Porque hay un dato clave: hoy, el 90% de los comensales de Concolón son turistas. Antes, cuando la zona bancaria estaba llena y las oficinas no habían pasado a teletrabajo, el mediodía era de panameños. Pero después de la pandemia muchas oficinas no reabrieron y la callecita donde está ubicado el restaurante dejó de tener paso constante. Sandra se apoyó entonces en Google, Tripadvisor y en los buenos reviews para traer extranjeros. Y como muchos de los que llegan son estadounidenses o europeos, el menú se amplió con pork belly para compartir, costillas grandes, macarrones con langosta y otras opciones más internacionales, sin que eso borrara las raíces del concepto.
El ambiente ayuda. Concolón no es un local frío. Es acogedor, casi hogareño. Hay artesanías compradas a señores del interior, hay una mesa de souvenirs con molas y bolsos típicos, hay columnas romanas convertidas en palmeras para reconciliar la etapa “Roma Antigua” con la etapa “Panamá tropical”. Y están los peluches. Durante la pandemia los usó como separadores para evitar los acrílicos feos y al final se quedaron: los clientes se encariñaron. Hoy son parte del storytelling del lugar: aquí se come rico, pero también se juega.

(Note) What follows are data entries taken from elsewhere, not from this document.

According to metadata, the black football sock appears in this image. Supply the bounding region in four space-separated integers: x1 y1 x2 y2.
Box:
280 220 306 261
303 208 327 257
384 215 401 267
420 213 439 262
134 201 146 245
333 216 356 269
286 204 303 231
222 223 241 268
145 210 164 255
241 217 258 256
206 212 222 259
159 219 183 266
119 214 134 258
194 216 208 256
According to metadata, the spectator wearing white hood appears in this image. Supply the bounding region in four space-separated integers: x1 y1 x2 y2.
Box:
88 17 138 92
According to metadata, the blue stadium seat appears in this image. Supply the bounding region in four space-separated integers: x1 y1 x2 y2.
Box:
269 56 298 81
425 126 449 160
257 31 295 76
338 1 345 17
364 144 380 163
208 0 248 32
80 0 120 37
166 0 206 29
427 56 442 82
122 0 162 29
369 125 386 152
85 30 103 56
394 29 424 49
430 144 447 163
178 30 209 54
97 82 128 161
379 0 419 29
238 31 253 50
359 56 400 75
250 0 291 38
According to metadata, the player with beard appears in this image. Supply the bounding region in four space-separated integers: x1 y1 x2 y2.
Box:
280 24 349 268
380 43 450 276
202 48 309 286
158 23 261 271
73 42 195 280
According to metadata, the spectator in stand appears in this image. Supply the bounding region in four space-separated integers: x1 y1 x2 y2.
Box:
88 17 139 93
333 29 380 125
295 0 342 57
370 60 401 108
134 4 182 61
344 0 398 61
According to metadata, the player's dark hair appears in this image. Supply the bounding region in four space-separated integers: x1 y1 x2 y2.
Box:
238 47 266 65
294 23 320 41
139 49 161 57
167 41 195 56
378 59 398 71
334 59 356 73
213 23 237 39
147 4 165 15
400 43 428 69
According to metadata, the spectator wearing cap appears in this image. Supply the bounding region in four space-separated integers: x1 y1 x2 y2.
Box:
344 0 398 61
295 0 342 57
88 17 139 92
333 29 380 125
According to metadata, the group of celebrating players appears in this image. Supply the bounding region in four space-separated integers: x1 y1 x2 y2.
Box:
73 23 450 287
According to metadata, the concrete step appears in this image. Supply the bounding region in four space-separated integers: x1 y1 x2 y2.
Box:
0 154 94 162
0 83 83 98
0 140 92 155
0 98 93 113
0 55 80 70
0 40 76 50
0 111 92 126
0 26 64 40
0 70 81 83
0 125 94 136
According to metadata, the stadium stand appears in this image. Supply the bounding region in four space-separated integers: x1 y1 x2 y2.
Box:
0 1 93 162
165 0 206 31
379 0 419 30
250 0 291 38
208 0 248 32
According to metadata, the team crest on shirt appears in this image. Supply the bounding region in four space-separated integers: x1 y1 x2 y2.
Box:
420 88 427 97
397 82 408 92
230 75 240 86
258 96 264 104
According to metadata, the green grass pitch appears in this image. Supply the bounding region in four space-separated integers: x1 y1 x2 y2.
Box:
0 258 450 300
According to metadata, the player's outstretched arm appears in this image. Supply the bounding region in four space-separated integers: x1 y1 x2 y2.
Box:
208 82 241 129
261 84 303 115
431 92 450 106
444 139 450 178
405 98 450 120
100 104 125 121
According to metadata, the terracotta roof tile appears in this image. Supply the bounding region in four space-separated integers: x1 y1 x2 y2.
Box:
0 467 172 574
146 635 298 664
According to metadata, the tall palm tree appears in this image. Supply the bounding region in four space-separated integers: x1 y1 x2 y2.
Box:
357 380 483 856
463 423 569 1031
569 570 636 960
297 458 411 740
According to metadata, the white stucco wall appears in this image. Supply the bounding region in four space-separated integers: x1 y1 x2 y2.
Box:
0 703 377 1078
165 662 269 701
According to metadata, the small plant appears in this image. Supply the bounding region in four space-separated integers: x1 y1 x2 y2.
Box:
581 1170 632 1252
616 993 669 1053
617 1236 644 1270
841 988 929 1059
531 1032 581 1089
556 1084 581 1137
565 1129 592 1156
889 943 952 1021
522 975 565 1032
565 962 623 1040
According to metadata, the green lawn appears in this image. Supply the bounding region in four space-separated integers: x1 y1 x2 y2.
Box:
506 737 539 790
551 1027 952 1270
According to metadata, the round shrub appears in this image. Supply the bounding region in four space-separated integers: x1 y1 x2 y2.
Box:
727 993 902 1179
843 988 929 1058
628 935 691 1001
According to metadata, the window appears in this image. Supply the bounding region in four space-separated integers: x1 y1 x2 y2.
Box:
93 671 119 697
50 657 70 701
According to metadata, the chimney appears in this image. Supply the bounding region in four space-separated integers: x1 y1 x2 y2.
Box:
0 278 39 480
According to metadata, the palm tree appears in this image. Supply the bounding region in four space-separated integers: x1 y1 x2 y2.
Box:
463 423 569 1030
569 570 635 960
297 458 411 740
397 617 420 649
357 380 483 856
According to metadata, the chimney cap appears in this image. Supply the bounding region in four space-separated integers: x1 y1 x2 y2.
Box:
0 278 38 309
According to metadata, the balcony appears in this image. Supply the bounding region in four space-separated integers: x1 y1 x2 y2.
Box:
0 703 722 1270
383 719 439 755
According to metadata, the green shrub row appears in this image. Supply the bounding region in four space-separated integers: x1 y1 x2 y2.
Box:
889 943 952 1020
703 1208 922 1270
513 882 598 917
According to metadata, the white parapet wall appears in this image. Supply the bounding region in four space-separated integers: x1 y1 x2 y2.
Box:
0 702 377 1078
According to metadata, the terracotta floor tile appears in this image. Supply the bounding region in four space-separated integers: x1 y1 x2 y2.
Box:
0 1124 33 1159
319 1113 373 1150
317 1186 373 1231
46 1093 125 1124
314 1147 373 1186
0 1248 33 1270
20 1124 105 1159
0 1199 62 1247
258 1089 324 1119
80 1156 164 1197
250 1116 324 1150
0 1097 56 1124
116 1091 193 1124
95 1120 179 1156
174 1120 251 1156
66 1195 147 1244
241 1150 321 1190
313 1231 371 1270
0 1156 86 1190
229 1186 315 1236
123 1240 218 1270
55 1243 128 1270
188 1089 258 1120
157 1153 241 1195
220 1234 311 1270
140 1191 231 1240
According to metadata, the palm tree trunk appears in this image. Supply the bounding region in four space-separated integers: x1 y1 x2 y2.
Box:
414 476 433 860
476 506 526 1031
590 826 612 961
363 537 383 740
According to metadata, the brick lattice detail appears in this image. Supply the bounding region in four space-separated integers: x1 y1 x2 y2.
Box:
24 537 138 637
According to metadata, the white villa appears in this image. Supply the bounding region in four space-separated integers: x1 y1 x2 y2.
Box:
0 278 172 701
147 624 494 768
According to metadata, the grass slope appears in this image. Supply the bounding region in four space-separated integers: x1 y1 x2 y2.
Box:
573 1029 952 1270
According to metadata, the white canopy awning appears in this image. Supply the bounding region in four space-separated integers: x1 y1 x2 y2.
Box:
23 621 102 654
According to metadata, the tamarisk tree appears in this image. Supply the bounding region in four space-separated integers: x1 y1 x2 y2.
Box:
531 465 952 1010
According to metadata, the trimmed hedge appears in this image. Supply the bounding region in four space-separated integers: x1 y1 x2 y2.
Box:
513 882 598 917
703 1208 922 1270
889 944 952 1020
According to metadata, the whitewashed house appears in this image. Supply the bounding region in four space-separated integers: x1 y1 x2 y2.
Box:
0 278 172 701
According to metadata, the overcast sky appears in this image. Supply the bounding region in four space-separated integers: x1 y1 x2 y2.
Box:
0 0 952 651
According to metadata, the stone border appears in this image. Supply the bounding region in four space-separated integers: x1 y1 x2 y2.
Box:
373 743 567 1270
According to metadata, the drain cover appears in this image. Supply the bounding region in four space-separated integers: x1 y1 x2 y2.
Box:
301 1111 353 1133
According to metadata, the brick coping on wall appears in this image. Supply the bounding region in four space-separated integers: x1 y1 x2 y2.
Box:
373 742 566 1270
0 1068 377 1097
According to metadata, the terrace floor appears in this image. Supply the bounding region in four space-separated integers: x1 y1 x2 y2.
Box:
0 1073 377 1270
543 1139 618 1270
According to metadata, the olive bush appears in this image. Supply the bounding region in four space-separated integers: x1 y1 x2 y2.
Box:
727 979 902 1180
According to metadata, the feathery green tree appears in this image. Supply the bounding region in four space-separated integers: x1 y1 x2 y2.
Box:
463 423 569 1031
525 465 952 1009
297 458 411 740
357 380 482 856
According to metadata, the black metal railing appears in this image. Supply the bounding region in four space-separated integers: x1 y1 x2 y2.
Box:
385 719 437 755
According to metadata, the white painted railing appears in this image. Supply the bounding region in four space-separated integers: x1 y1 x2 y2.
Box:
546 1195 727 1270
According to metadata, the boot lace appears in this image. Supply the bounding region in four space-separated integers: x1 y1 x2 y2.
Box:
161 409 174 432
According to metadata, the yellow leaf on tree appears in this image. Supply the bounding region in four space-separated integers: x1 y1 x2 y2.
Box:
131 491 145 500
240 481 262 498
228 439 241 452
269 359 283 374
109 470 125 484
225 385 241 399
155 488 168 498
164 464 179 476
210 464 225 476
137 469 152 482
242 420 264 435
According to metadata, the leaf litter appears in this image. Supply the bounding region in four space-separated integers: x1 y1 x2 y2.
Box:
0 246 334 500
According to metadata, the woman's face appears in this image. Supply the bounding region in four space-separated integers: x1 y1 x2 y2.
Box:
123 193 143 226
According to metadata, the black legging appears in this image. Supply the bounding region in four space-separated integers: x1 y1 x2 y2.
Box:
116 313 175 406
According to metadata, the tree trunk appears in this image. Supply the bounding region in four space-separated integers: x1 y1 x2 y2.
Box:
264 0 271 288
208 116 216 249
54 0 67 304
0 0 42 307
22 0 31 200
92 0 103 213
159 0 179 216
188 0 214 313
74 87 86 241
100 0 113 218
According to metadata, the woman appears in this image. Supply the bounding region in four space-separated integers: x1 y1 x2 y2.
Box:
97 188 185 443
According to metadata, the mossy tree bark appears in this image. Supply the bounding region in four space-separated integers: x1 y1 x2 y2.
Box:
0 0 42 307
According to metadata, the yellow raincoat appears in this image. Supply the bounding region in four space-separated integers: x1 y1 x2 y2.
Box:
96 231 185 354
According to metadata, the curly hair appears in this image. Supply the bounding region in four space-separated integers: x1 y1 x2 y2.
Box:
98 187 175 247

En una de las áreas del restaurante hay un guiño a la memoria panameña: un espacio dedicado a Roberto “Mano de Piedra” Durán, el campeón del que el país entero habla con orgullo. Es un recordatorio de que Concolón, aunque lo maneje una mujer con acento venezolano e infancia italiana, es, sobre todo, un restaurante de Panamá y para Panamá. Por eso también la decoración con diablitos, por eso los autobuses tipo diablo rojo, por eso las hamacas. Es una manera de decirle al turista: “esto es lo que somos”; y al panameño: “aquí también hay lugar para ti”.
La bebida que se sienta en la mesa sigue esa lógica de frescura y juego: una piña colada sin alcohol servida dentro de una piña real. Fría, cremosa, con pedacitos de fruta que se quedan en la boca. Es visualmente llamativa —perfecta para la foto— y al mismo tiempo refrescante para el clima de ciudad. Para el cierre, dos postres: pie de maracuyá y tres leches de café. El primero llega frío, con crema batida, y tiene ese equilibrio perfecto entre el dulzor y la acidez de la fruta. El segundo es pura indulgencia: un bizcocho empapado, con sabor a café suave, nada amargo, que se deshace al entrar en la boca.
Más allá de la carta, lo que hace diferente a Concolón es su honestidad. Sandra lo dice sin pretensiones: aquí no cocina una chef de escuela francesa; aquí cocina una mujer que heredó el saber de su madre, que vivió en Venezuela, que tiene papá italiano, que se panameñizó y que ahora cocina para turistas que se bajan del avión y quieren probar “algo local”. Y, aun así, en su cocina hay método: prueba, quita, vuelve a poner, adapta un tamal para que recuerde a una hallaca, saca el arroz con pollo del menú porque al extranjero le confunde que el pollo esté desmechado, agrega sides porque hay gente que solo quiere picar. Es una cocina que escucha.
Quizá por eso el nombre —que venía de la idea de un amigo que soñaba con un canal de televisión en Colón— terminó cobrando tanto sentido. Concolón es lo que queda, lo que se rescata, lo que nadie bota porque ahí está el sabor. Es también lo que se arma cuando hay gente y bulla: se armó el concolón. Y es, finalmente, la metáfora perfecta de este restaurante: una mezcla de capas —panameña, venezolana, italiana, turística— tostada abajo, crujiente, imposible de ignorar.